During one of her tours she met Gus, a tattoo artist. Maud received many tattoos from Gus and as a result became quite the circus spectacle herself as an inked woman.

The story goes that Gus asked Maud on a date. She agreed but only on the condition that he taught her the art of tattooing… a deal was a deal and many years later the two married.

Gus and Maud are credited with bringing tattoo artistry inland from the coastal towns and cities where the customs and practices first started, as they toured with the circus. This movement of tattoo culture enabled skills to be shared amongst locals, and served to help disseminate tattooing widely.
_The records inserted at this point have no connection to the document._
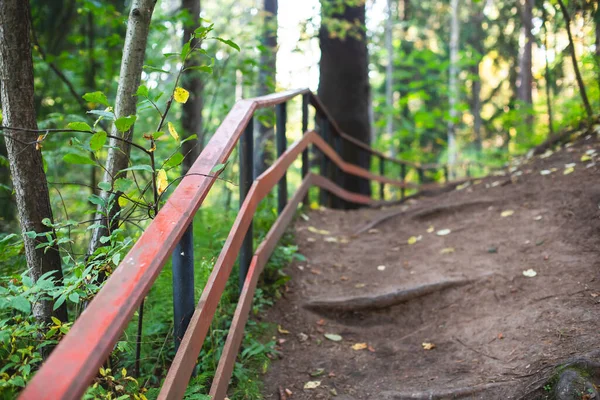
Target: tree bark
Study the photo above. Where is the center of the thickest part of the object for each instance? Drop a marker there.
(125, 104)
(266, 84)
(344, 84)
(453, 86)
(29, 179)
(191, 119)
(584, 98)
This illustration is of Annie Oakley.

Annie Oakley was an American sharpshooter who starred in Buffalo Bill's Wild West show.
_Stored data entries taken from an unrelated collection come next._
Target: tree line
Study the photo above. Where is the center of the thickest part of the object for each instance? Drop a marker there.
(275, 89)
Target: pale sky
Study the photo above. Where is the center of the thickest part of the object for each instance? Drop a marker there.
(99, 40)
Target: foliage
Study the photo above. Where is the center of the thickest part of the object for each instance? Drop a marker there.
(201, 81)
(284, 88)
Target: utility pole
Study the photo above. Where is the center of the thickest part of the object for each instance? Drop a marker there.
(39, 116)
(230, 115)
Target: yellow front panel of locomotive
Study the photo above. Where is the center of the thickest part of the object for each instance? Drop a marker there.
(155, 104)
Oakley developed hunting skills as a child to provide for her impoverished family in western Ohio.

At age 15, she won a shooting contest against an experienced marksman, Frank E. Butler, whom she later married in 1876. The pair joined Buffalo Bill in 1885, performing in Europe before royalty and other heads of state.

Audiences were astounded to see her shooting out a cigar from her husband's hand or splitting a playing-card edge-on at 30 paces. She earned more than anyone except Buffalo Bill himself.

After a bad rail accident in 1901, she had to settle for a less taxing routine. She instructed women in marksmanship, believing strongly in female self-defence, and her stage acts were filmed for one of Thomas Edison's earliest Kinetoscopes in 1894.